Choosing Marriage on the Basis of Love
Prior to the eighteenth century in Western Europe and elsewhere around the globe, marriage between a man and a woman had little to do with lifelong loving companionship. What is more, a betrothed couple had little to say in the matter; it was often not even their choice to get married! In her research on the history of marriage, Coontz (2005) writes that, over many generations, most societies held marriage as an important political and economic institution that ensured that nobility could acquire vast wealth and/or political power through making alliances with other families. Also, for people of less means, marriage allowed families to pool resources, such as land and an adequate labor force, to support a family business. It wasn’t the two people getting married who made the choice to marry; it was their parents, community elders, clergy or politicians. That two people can choose to get married on the basis of their love for each other has only been around for a little over two hundred years.

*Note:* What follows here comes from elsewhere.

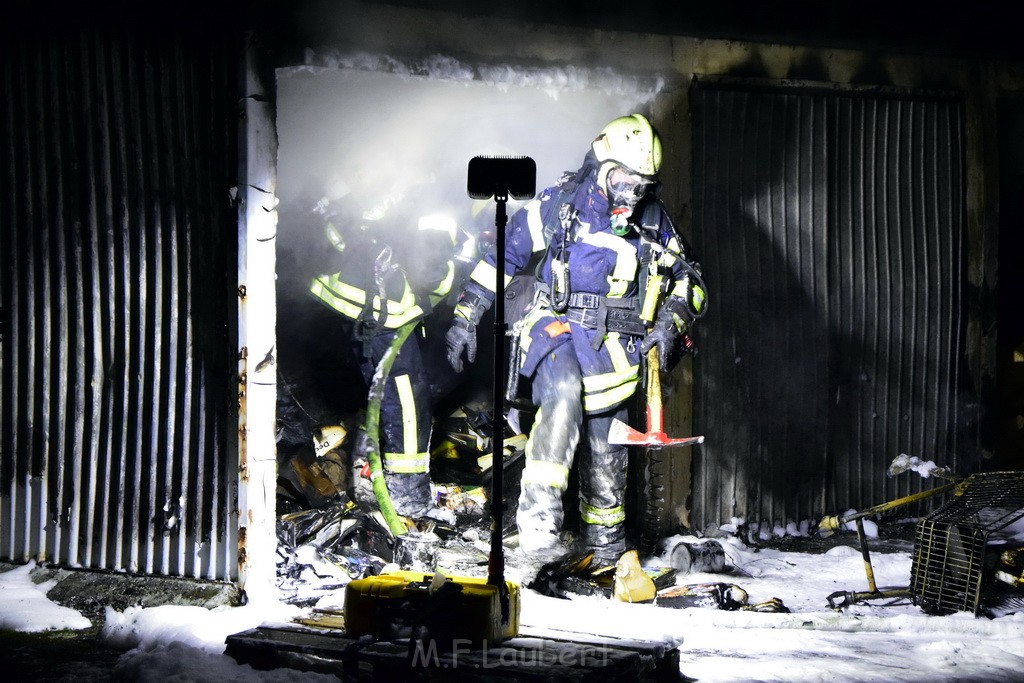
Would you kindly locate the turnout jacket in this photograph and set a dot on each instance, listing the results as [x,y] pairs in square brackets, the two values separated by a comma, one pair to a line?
[600,263]
[419,273]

The Enlightenment of the eighteenth century influenced relations between men and women in radical ways. Societal ideals such as individual liberty, freedom of speech and the equality of men began to challenge older conceptions of marriage. In Western Europe and America, the freedom to choose whom you could marry was an utterly new idea. It ushered in a new realm of personal responsibility for one’s marriage. One could argue that without the fundamental opportunity to choose, a person or a couple had no real sense of responsibility for the quality of one’s marriage. Prior to this time, two people could live in a state of matrimony and pay little attention to the quality of their relationship. For thousands of years, societal norms allowed husbands to wield great power in marriage. Husbands owned all the property in the family, including his wife’s possessions, made family decisions, often unilaterally, and punished his wife if she disobeyed him. There was little equality between the sexes, no real freedom of speech or any real focus on the quality of one’s marriage. All this began to transform during The Enlightenment.

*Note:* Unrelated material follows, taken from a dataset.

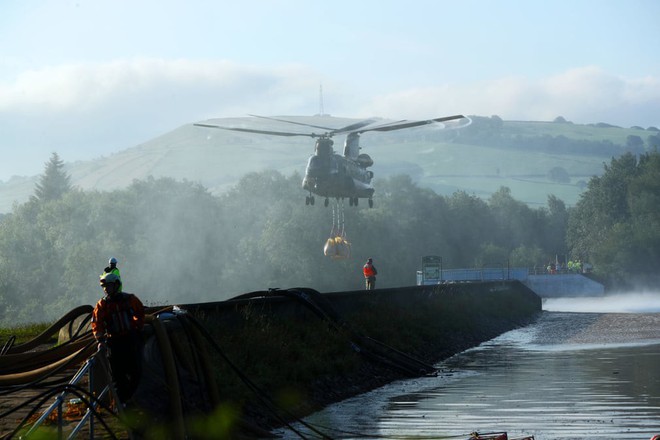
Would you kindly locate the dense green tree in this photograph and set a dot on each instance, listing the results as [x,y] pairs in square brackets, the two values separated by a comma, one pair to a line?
[616,223]
[54,182]
[176,243]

Coontz (2005) writes that with the rise of the market economy during the late eighteenth century and early nineteenth century, men were freed from their families to earn a living and husbands were now seen as the person in the family who was responsible for being the the main economic provider. A wife’s role was to set the standards for moral behavior and to attend to the emotional needs of family members. Married couples began to set up their own households and their homes became places of refuge from one’s work and community responsibilities. The emotional climate in the home began to be an important factor in the health and well-being of one’s marriage.
With men and women being able to choose whom they could marry, couples began to marry for one simple little reason: They loved each other. Now men and women had a dual task in their marital life: How to keep their experience love alive and stay committed to each other over a lifetime. This was squarely their job now.
Reference
Coontz, S. (2005) Marriage, a history: How love conquered marriage. New York, New York: Penguin Books.